Wir traten aus verbauten Tetrisquadraten hervor und ich atmete zum ersten Mal. Die Spree schnitt uns von der Brachfläche ab, hinter der das Industriegebiet mit bedrohlichen Schloten aufragte. In der Ferne rauschte dumpf der Verkehr, dazwischen schlängelte sich ein klappriger Güterzug über ein Viadukt.

Ich fühlte mich verschwommen, eingefroren, ein zweidimensionales Lebewesen aus wenigen kindlichen Filzstiftstrichen in einer dreidimensionalen Welt aus Millionen von Pixeln.

Und, fragte Sylwia.

Grauenvoll, sagte ich, aber danke fürs Zeigen, diese Nuance der Hässlichkeit kannte ich noch nicht.

Wenn der Sturm vorüber ist, atmet die Welt, sagt Sylwia.

Wir sitzen auf der Friedhofsmauer, vor uns eine flache Skyline aus kaltem Beton, und ein Güterzug schiebt sich auf dem Viadukt durch die Schattierungen dieses Elends.

Aber der nächste Sturm kommt irgendwann, sage ich, und dann hält sie wieder den Atem an.

Sylwia schweigt.

Wir sehen dem Nachtwächter zu, der auf den Brücken auf und ab geht. Sylwia winkt ihm zu. Der Nachtwächter winkt nicht zurück.

Lass das, sage ich.

Der Nachtwächter passt auf, dass niemand von den Brücken springt. Er bietet den Menschen Zigaretten an, um mit ihnen ins Gespräch zu kommen, obwohl er selbst nicht raucht.

Warum, fragt Sylwia.

Ich mag ihn nicht, sage ich.

Warum nicht, fragt Sylwia.

Er tut so, als wäre er unser Beschützer, sage ich, aber ich brauche keinen Beschützer.
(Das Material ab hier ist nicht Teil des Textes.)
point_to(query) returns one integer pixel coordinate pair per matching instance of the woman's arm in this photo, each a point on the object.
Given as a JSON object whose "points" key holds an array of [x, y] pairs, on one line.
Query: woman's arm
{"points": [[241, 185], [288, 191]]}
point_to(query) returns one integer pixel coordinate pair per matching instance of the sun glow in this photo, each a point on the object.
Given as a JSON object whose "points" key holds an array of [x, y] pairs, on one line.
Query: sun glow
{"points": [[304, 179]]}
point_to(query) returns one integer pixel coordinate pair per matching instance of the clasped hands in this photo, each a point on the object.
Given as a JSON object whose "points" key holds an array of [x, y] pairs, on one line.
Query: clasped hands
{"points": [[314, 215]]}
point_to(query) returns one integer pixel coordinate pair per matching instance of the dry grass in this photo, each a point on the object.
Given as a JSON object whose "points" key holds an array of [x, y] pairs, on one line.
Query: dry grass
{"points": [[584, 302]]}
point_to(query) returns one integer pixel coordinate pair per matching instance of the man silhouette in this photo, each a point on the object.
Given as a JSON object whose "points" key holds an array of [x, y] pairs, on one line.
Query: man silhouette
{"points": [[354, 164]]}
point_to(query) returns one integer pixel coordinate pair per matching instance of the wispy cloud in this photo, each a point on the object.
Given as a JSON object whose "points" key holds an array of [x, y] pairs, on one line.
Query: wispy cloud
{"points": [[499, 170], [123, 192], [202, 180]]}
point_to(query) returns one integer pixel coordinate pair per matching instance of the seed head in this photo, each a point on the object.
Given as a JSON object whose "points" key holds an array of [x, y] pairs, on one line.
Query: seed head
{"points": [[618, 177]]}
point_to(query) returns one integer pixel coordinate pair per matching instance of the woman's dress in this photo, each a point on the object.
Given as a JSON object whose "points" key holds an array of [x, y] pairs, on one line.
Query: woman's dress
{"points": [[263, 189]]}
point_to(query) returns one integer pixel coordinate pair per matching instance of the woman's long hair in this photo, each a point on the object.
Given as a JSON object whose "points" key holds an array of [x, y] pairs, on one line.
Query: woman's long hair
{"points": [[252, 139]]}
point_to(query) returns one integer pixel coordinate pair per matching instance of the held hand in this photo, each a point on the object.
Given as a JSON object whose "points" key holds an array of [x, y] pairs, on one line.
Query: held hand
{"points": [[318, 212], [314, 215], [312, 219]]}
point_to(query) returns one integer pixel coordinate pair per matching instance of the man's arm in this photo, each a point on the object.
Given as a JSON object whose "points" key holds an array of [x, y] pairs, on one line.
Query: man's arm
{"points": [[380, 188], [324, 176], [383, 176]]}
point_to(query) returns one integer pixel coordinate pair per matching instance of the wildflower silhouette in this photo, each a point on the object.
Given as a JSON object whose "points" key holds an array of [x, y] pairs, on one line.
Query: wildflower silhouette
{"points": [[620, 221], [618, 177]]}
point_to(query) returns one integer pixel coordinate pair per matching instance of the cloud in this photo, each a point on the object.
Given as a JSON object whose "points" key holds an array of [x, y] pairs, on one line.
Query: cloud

Aber vielleicht, sagt Sylwia, brauche ich einen.

Wenn du dich nach vorn beugst, sage ich, siehst du die Charité.

Wenn du dich nach vorn beugst, sagt Sylwia, fällst du in die Spree.

Das Rascheln der Blätter schmeckte bitter unter meinen Füßen. Die Gräberreihen waren kalt und matt, der Wind fuhr mir durch die Jacke und stach in mein Gesicht.

Von Westen her zieht ein Sturm auf, sagte der Polizist am Friedhofstor.

Ich zog mir die Kapuze tiefer ins Gesicht, stolperte über Kopfsteinpflasterufer und sah zu, wie der Wind das dunkle Flusswasser kräuselte. In Tegel gaben noch immer Flugzeuge dem Himmel tiefe Schnitte und ließen zu, dass ich mir alle drei Minuten etwas wünschte.

An der Kieler Brücke blieb ich stehen. Der Nachtwächter war nirgends zu sehen. Vielleicht war auch er vor dem Sturm geflohen.

Das Rauschen des Windes fror mich ein, meine Beine waren wie gemalt, und niemand setzte den nächsten Strich. Die Palette musste eingetrocknet sein vor lauter Bewegung.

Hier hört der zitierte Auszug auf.